DC pensions are not affected by this change and a member with less than 20000 after taking TFLS can still take this lumpsum subject to their marginal tax rate

Why has this change took place? Well there is a number of possible reasons but Revenue have stated "This limit is subject to change as it is linked with the general AMRF minimum investment amount in the market place" 

Very bad news indeed and does not make sence.
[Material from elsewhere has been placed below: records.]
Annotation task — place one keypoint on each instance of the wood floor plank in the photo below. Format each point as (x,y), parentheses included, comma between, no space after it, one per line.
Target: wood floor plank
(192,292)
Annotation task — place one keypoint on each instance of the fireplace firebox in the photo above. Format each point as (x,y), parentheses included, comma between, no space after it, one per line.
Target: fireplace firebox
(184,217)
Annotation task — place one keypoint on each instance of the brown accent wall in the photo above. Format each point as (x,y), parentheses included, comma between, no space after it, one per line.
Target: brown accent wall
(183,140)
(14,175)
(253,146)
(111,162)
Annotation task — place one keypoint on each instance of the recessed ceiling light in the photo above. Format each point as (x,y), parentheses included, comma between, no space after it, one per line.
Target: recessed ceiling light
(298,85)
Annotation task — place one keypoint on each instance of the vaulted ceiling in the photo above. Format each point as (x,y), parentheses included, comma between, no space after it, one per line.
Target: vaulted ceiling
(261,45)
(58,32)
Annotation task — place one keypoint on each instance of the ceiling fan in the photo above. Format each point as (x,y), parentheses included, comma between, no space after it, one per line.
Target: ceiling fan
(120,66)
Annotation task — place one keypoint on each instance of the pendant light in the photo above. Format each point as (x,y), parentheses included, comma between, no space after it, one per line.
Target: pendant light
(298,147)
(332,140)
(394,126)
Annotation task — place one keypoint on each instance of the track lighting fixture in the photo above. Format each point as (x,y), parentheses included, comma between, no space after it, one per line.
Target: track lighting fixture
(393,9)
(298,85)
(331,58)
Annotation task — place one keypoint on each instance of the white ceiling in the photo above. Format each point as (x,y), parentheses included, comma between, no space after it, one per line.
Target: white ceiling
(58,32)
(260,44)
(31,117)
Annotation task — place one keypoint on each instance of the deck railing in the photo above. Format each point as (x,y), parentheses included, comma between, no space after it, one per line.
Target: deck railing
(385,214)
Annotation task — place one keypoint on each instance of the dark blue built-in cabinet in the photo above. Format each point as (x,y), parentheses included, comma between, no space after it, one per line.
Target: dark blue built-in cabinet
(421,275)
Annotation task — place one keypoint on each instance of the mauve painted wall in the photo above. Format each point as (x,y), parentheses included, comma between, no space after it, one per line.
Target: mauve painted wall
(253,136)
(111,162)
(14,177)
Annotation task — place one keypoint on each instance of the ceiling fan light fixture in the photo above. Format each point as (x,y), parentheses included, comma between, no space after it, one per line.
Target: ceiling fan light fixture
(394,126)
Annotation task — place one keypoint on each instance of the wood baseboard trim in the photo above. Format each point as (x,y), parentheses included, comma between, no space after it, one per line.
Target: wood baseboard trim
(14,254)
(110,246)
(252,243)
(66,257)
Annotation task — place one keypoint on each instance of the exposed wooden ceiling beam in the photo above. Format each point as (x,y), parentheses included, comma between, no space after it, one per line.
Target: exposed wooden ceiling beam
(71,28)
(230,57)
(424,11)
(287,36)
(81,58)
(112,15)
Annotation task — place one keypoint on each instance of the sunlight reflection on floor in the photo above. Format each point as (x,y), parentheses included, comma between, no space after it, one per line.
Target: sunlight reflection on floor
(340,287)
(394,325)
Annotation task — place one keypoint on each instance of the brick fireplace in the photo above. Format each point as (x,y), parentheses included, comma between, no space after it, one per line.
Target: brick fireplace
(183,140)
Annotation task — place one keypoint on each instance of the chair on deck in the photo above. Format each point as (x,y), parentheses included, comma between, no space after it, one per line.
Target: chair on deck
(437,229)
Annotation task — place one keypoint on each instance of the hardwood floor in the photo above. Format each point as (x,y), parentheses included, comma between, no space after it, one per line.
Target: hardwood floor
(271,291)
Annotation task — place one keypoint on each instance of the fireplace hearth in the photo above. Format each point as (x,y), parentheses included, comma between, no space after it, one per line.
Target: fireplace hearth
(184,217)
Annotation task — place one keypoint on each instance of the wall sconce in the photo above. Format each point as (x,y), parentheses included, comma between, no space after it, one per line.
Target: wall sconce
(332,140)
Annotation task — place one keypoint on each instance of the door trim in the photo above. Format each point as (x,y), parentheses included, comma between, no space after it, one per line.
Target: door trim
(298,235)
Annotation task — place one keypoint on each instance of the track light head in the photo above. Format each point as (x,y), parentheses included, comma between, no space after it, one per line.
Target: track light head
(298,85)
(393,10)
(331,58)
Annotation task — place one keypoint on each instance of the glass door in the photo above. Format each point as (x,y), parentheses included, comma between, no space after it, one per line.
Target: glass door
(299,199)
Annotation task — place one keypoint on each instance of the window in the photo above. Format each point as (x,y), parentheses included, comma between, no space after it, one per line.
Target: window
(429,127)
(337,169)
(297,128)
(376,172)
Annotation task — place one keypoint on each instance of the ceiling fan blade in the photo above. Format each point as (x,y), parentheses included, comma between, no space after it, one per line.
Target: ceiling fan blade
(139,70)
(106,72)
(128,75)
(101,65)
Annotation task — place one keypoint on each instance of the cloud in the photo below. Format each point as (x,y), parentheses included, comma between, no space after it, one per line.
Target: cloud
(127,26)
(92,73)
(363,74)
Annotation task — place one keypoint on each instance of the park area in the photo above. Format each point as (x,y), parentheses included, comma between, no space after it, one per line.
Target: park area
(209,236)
It is now up to the life companies to increase their minimum investment amount to counteract this move by those idiots with little experiance in the Revenue Pension Large Cases department


----------



## boaber (19 Aug 2011)

Hi Baracuda

Thanks for the info.

How did you find out?  Have been on to their website & can't see anything on this, and there doesn't seem to have been an eBrief yet

Cheers


----------



## Baracuda (19 Aug 2011)

From Irish Life, queried it with the Large Cases department in Revenue and they confirmed same to me over the phone but am waiting for official responce not that it makes any difference. 

Also found out that pre finance act 2011 vested PRSA's must keep a minimum balance of 120000 to provide an AMRF instead of 63500, again this was never communicated. Goal posts changed again without warning. There is going to be a lot of unhappy people out there as a result of these changes!


----------